Это короткие и счастливейшие времена тепла и неги, сахарной мякоти на губах.
Девки, вышедшие по весне замуж, обращаются в матерей, их щёки плотнеют, глаза смотрят внутрь себя, и руки то и дело непроизвольно тянутся к округлившимся животам.
И этот оборотень, подумал я тогда, – этот птицечеловек, незваный гость – неправ, зря пришёл именно в эти дни, зря внёс смятение в жизнь добрых людей.
Старшая дочь Глафира закрыла дверь и легла на неё спиной; глазами пожирала Кирьяка.
Мы спустились с крыльца; я оглянулся и посмотрел на окошко Марьи.
Плетённая из ивовых прутьев ставня была поднята, и я рассмотрел самые кончики ножей и серпов, привязанных изнутри по краям окна.
Появилась длинная чёрная рука – это сам кузнец пришёл в комнату дочери и теперь снимал с окна привязанные ножи; чёрные пальцы пошарили по краям оконного проёма, стряхивая окровавленные перья, – и исчезли.

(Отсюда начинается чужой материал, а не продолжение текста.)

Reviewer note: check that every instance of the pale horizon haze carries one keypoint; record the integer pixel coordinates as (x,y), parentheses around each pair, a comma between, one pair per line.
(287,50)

Кирьяк негромко свистнул мне, показал глазами на старшую дочь и подмигнул, с серьёзным лицом. И быстро сложил пальцы в условный знак, который я вам тут показывать воздержусь – уж больно неприличный.

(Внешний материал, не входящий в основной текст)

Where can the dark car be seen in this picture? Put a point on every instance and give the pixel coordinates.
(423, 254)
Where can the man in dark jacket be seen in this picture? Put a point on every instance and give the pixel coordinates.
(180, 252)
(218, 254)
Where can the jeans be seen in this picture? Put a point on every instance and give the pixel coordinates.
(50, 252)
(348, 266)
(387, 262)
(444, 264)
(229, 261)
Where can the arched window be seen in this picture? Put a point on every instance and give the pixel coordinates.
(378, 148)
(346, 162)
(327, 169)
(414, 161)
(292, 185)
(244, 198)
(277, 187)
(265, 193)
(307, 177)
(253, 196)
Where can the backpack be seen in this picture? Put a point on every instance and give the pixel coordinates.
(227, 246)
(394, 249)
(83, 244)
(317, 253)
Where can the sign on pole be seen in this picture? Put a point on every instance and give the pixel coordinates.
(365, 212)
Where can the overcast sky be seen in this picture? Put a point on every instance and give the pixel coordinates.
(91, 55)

Я понял, кивнул и взял Митроху за локоть.
– Пойдём-ка, прогуляемся.
Митроха оглянулся на Кирьяка, удалявшегося в направлении нашего стана; старшая кузнецова дочь пошла следом, подметая подолом влажную траву; на приличном удалении, но той же тропой.

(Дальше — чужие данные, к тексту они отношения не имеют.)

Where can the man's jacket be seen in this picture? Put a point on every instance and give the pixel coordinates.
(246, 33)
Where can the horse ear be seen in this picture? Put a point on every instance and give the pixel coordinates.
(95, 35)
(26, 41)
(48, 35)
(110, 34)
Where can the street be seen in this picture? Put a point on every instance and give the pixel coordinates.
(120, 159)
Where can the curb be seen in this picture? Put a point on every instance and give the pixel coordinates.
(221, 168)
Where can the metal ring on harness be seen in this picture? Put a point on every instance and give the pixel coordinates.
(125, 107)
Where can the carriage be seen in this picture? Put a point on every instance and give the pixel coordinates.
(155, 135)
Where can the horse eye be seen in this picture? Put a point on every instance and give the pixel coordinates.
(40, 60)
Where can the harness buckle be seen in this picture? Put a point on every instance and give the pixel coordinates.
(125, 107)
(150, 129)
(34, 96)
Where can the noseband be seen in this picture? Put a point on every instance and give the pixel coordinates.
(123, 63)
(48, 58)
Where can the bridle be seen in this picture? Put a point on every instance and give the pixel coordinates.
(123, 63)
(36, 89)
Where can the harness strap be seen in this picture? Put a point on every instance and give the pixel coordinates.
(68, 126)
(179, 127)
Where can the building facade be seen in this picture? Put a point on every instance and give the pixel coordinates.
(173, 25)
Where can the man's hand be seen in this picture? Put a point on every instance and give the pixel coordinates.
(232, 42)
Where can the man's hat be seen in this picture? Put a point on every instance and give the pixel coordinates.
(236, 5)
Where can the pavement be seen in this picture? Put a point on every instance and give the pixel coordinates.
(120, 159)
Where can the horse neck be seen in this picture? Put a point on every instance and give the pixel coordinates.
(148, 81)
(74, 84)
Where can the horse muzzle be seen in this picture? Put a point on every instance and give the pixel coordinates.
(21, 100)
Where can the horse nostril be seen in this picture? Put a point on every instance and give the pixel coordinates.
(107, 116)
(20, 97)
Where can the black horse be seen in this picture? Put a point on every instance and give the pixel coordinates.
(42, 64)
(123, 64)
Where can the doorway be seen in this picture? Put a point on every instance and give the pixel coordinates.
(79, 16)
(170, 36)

– А, – сказал кривоглазый дед. – Понятно. Конечно, пойдём, я не против… Я и сам хотел…
И ухмыльнулся: всё понял.
Мы перемотали обувь.
От пива, выпитого в доме кузнеца, моя голова приятно шумела – хотелось сделать себе какой-то подарок, порадовать нутро: например, выпить ещё. Или искупаться. Или хлеба свежего пожевать. Или поглумиться над кем-то, беззлобно, исключительно ради озорства; родить в людях смех.
Пошли по тропе вверх по оврагу.
– Твой друг своего не упустит, – сказал Митроха, шагая рядом со мной. – И серебро взял, и девку.
– Это не твоё дело, – ответил я. – Он всегда берёт, что можно взять.
Мы двинулись в сторону посада.
– Надо решить, что делать дальше, – сказал я. – Ты пойдёшь с нами? Или до дома?
– А зачем куда-то идти? – спросил Митроха. – Будем ходить туда-сюда – зря потратимся. У нас уже есть урок на осень. Тот Велибор, богатый мальчик, хочет, чтоб мы осенью сделали новое гульбище. Останемся в Резане. Осенью заработаем по полторы серебряных деньги на каждого. Лучше и придумать нельзя. От добра добра не ищут.
Старик говорил уверенно и коротко: он явно полагал себя полноправным участником нашей ватаги, как будто ходил с нами не первый год. И в его словах я уловил надежду и просьбу.
Дед Митроха не хотел расставаться с нами. Он мечтал, что мы позовём его третьим в шайку.
– Осенью, – сказал я, – всё изменится. Другая жизнь будет. Хлеб поспеет. Грибы пойдут. Охота начнётся. Князья вернутся из походов. Степняки приедут, торговля загудит. Доходы, деньги, сытые недели. А мы не лучшие глумилы в этих землях. И у нас не самые лучшие бубны. Сюда придут другие глумецкие ватаги. Я не уверен, что нас наймут на осенние праздники.